Allen asintió pensativamente antes de que su expresión cambiara y mirara culpablemente a Ann.
—Lo siento Luna, casi olvido. Lexi ha estado tratando de contactarte los últimos días, pero con todo lo que estaba pasando, pensé que debía dejarte y al Alfa solos hasta que todo hubiera terminado —se disculpó Allen con un encogimiento de hombros.
Ann suspiró internamente y frunció los labios.
—Está bien, Allen. No hay problema. La llamaré y me pondré al día con ella en cuanto haya comido y me haya duchado.

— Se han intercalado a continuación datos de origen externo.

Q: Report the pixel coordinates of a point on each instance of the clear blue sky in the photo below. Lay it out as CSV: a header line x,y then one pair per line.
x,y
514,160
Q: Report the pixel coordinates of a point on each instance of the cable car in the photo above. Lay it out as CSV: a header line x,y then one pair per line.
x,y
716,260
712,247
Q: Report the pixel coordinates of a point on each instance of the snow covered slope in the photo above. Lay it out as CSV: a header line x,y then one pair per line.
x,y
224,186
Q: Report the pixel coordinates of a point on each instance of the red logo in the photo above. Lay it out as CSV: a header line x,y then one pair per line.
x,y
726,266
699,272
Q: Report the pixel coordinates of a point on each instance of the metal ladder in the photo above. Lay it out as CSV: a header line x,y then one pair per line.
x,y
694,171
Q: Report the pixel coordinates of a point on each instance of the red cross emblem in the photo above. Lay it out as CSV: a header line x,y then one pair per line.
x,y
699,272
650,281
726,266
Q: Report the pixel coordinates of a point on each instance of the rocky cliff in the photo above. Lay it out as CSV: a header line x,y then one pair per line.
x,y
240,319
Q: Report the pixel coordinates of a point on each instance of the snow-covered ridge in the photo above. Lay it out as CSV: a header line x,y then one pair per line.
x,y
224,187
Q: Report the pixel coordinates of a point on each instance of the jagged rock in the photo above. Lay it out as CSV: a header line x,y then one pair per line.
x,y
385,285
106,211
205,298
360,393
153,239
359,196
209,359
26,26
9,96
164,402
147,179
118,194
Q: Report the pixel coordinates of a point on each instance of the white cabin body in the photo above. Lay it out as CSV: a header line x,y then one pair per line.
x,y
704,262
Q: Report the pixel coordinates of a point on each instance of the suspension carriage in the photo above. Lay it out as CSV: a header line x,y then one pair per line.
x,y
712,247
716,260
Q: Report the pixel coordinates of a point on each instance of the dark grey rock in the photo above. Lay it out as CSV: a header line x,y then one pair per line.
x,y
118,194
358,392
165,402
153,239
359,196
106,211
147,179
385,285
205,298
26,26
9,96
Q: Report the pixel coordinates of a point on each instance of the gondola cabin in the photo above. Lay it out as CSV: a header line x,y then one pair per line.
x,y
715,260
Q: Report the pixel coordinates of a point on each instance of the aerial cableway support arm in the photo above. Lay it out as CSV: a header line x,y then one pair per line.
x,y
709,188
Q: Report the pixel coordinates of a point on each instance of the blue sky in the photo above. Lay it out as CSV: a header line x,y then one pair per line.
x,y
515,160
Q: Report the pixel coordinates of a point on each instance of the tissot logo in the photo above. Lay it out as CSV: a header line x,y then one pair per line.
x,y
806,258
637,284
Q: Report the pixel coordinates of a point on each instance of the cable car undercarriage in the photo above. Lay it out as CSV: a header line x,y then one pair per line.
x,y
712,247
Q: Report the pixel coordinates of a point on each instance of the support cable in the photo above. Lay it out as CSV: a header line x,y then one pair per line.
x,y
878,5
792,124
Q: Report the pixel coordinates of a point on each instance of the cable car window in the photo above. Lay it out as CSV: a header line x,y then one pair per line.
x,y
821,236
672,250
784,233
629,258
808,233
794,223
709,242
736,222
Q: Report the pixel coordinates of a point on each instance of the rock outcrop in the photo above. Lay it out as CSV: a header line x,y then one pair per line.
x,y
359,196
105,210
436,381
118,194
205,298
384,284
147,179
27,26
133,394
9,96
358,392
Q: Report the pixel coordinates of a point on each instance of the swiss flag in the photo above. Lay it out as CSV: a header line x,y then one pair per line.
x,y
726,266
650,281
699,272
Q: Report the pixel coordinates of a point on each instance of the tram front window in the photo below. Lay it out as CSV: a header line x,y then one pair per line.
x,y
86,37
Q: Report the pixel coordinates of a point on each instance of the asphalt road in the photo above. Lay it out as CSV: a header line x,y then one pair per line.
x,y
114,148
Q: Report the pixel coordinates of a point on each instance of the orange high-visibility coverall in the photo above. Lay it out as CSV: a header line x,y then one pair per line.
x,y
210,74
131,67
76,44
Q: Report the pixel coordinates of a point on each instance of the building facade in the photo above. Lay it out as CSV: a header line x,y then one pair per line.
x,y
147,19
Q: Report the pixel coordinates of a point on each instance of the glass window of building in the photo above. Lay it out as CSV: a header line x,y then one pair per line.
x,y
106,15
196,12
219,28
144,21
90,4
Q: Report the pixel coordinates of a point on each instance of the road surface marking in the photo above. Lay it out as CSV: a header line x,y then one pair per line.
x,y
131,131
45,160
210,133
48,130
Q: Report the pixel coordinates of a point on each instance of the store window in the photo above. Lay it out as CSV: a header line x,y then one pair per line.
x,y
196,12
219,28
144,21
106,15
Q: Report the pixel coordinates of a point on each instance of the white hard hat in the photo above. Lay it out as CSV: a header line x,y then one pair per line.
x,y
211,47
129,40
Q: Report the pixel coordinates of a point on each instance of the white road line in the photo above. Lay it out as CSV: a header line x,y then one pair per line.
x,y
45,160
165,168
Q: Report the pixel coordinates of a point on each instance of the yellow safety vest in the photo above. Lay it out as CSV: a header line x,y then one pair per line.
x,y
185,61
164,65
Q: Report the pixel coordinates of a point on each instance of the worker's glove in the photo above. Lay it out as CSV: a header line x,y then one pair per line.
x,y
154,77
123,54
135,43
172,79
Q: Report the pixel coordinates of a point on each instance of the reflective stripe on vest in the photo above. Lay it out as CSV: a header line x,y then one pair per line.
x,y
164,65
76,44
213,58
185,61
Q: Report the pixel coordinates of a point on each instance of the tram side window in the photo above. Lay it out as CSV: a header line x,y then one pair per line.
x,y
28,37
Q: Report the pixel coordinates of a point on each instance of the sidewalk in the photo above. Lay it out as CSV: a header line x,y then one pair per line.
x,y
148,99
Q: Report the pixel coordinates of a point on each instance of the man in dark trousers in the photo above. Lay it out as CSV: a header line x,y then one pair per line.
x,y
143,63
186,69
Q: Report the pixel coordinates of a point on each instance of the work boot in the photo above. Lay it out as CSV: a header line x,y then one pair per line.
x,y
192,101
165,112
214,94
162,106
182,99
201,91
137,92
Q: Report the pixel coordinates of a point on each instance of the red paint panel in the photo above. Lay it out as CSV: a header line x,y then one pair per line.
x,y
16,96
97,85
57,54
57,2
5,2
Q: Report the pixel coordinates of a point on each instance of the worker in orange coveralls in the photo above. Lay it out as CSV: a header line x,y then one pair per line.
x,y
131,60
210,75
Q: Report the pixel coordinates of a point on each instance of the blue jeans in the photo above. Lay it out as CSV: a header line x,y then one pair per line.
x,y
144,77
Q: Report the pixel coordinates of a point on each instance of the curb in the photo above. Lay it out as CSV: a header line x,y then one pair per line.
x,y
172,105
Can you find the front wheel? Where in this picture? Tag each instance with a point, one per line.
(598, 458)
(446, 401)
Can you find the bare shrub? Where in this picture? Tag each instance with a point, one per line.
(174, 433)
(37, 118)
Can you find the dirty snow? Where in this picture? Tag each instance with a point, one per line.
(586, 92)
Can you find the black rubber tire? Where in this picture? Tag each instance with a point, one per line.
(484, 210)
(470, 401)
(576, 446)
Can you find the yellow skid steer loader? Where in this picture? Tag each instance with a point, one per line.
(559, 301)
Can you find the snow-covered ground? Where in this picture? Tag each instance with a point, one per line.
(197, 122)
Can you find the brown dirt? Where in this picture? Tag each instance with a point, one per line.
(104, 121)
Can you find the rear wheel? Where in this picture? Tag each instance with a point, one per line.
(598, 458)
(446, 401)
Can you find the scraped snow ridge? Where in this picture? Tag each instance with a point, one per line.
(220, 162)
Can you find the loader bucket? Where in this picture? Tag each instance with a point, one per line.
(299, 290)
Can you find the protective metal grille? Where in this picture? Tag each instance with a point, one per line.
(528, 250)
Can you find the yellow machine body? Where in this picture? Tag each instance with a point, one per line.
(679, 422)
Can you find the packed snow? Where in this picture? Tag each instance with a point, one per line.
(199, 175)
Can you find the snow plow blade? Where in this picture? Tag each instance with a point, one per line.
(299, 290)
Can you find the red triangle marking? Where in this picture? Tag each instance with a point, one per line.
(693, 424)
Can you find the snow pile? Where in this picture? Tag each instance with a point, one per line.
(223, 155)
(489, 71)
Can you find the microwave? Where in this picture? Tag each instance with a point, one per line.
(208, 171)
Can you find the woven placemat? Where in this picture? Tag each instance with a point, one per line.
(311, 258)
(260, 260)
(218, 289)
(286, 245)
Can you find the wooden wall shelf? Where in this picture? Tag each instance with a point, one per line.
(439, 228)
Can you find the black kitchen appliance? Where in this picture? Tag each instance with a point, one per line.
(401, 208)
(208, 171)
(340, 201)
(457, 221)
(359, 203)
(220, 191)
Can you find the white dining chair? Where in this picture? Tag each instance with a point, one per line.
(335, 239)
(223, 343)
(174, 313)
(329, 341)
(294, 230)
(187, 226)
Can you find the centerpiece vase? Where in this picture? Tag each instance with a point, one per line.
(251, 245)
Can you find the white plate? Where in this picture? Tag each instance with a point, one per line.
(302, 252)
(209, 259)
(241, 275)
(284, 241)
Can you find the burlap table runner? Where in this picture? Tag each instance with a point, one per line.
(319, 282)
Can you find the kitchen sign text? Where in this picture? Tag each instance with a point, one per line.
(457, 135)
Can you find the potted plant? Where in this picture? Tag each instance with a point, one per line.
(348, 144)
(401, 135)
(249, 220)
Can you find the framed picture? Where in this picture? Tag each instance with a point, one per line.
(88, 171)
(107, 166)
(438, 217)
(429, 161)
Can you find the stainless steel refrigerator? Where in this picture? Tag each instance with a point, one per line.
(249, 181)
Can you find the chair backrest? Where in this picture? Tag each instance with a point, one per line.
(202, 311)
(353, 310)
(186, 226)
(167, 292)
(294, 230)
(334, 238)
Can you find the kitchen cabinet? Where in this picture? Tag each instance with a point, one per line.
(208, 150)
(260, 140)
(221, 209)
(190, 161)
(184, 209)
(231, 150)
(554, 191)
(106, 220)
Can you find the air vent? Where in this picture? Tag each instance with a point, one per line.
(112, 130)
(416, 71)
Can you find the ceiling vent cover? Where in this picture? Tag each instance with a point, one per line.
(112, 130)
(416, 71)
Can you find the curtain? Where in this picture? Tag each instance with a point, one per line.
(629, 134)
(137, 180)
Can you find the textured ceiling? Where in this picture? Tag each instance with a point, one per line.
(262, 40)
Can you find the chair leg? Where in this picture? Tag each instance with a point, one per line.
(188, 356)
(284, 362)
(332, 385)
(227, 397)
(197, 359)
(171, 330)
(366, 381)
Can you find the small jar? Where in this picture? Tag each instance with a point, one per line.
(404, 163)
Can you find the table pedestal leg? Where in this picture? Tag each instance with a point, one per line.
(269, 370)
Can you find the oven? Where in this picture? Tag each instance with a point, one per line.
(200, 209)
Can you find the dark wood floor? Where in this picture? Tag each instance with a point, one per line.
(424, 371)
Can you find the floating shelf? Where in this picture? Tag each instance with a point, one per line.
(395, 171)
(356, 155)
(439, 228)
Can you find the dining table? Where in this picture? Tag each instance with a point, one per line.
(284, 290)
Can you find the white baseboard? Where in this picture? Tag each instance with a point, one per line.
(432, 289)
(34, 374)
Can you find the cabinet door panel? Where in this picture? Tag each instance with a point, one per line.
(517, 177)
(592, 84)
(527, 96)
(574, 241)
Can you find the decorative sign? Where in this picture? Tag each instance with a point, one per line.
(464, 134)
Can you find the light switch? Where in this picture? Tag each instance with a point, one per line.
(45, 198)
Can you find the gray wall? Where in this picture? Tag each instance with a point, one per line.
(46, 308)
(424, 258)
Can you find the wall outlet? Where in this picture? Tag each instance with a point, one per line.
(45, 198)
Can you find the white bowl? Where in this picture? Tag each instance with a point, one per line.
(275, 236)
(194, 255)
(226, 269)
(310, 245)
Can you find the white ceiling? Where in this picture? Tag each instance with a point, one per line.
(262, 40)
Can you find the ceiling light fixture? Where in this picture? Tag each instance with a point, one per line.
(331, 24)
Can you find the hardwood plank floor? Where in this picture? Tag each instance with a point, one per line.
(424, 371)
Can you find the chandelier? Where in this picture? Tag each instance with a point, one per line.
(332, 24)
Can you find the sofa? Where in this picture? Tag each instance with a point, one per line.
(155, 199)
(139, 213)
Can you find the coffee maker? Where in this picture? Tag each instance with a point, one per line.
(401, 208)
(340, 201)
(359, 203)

En realidad, no estaba bien.
Había estado esperando noticias de Lexi durante días y resulta que Lexi ya había intentado contactarla por su cuenta.
Ahora Ann tendría que enfrentar a su mejor amiga y su actitud hosca por haber sido mantenida en la oscuridad sobre los eventos recientes.
Solo Ann podía esperar que no estuviera demasiado agitada con ella.